Periodic Reporting for period 1 - SHEPHERD (Cross-layer resilience for rack-scale disaggregated memory)
Período documentado: 2021-09-01 hasta 2023-08-31
Disaggregated memory is a memory-centric architecture that separates compute and memory into distinct nodes within a rack, connected by high-performance interconnects. Compute nodes provide processing power, while memory nodes offer large memory capacity, enabling flexible scaling of processing and memory to meet workload demands. This separation enhances memory utilization and scalability by allowing memory to be shared across multiple compute nodes.
The project’s overall objective is to address the challenge of memory error tolerance in disaggregated systems, where increasing bit error rates due to memory cell miniaturization and larger number of memory components pose reliability risks. Towards this objective, it develops cross-layer resilience techniques that combine memory protection and replication, with hardware and software working together to efficiently tolerate errors both within individual memory nodes and across nodes in the rack.
Additionally, the project developed a Replication-Aware Memory-Error Protection (RAMP) framework that enables resilience across multiple memory blades. RAMP integrates the lower-tier FlexDIMM protection with an upper memory-replication tier that uses rack-scale replication and erasure coding to correct errors that remain unaddressed by the FlexDIMM module. This tier offers a cost-effective and efficient method to handle memory errors, ensuring high availability with minimal storage overhead. An analytical model was also developed to guide the design of the two-tier memory resilience system, balancing performance, energy, and storage costs.

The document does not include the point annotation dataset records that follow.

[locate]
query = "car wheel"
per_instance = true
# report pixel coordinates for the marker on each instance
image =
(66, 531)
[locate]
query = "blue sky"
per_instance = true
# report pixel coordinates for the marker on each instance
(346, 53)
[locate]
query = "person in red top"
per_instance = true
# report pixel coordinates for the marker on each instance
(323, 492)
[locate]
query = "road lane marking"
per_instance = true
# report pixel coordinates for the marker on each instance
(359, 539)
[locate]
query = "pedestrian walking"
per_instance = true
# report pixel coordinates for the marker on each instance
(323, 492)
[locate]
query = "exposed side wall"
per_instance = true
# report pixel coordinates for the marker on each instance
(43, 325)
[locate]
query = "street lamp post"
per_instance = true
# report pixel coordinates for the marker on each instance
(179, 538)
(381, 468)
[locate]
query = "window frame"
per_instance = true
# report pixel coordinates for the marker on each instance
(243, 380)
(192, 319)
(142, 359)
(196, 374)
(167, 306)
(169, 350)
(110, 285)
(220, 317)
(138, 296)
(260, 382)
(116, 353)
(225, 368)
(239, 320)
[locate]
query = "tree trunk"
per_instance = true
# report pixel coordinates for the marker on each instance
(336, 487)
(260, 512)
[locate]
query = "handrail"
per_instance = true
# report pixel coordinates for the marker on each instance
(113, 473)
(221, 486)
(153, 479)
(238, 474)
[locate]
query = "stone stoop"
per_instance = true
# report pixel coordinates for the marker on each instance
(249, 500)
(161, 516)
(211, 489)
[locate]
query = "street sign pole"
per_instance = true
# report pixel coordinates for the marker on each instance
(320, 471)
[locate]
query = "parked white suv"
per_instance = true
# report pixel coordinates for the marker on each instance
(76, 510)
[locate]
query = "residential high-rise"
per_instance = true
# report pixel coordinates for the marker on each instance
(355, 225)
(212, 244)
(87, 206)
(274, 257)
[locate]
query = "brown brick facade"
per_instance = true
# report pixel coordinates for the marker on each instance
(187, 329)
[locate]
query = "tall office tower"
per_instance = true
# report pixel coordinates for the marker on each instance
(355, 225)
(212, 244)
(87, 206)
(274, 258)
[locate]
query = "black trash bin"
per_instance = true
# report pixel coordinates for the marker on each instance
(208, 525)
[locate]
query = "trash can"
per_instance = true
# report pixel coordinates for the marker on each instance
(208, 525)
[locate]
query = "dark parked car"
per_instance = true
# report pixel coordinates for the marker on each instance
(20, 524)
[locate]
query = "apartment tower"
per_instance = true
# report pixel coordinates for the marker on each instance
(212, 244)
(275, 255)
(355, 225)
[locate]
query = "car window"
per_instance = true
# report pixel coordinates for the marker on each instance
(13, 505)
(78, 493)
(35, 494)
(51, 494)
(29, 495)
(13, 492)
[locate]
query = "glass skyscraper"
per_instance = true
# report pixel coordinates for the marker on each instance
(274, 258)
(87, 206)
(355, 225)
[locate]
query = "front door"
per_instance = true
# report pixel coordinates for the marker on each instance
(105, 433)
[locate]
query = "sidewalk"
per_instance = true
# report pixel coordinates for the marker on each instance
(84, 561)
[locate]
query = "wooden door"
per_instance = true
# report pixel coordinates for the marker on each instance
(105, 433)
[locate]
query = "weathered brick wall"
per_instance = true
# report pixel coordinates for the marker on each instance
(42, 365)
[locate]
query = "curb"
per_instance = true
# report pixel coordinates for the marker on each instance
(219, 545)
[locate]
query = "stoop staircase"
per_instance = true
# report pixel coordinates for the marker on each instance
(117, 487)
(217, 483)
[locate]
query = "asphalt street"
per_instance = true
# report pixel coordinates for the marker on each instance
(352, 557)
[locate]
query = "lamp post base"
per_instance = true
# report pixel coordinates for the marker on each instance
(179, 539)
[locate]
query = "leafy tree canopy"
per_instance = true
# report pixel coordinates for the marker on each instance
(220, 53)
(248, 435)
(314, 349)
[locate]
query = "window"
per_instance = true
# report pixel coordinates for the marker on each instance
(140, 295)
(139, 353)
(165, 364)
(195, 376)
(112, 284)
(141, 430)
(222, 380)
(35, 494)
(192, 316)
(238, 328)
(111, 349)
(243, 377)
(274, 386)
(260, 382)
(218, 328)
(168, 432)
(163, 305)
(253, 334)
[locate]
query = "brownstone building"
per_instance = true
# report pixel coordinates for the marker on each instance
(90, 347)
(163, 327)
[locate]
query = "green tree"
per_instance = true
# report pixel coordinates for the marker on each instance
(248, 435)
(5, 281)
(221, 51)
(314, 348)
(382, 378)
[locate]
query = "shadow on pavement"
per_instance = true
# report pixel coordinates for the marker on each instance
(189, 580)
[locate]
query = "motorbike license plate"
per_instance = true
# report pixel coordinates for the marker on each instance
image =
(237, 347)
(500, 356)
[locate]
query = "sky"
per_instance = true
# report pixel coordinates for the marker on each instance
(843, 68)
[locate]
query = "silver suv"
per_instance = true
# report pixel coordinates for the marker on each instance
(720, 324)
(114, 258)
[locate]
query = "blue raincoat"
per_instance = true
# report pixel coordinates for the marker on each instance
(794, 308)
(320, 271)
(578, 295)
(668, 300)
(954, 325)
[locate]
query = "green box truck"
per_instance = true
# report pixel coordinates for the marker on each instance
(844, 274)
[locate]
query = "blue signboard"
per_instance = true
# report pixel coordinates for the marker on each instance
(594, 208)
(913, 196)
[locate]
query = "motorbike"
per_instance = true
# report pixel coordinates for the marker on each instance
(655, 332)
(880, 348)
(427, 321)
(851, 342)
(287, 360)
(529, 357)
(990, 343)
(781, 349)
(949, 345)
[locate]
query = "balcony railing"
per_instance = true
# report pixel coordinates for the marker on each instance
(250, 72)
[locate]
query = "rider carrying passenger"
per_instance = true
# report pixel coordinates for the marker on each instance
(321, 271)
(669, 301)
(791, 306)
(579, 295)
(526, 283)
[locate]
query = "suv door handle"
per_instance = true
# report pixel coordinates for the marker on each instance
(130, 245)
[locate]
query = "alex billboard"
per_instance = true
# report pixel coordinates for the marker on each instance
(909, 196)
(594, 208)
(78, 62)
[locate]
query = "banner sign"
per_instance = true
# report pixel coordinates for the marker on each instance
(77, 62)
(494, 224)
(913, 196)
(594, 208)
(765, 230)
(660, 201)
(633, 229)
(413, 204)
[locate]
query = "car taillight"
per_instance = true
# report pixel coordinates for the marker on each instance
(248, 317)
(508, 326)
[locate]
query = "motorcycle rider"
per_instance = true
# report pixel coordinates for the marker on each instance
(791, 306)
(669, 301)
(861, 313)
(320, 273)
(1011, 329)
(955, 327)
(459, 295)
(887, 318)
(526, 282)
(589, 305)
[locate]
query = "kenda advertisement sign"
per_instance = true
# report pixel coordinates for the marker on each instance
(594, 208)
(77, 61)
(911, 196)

The scientific results of this project are documented in: (1) a technical report on applying the two-tier resilience framework to improve the efficiency of a resilient disaggregated memory system, (2) a paper summarizing the resilience approach and reliability model, along with another paper developing an experimental methodology for addressing performance variation, and (3) papers on improving the energy efficiency of data center servers, developed as part of the training activities.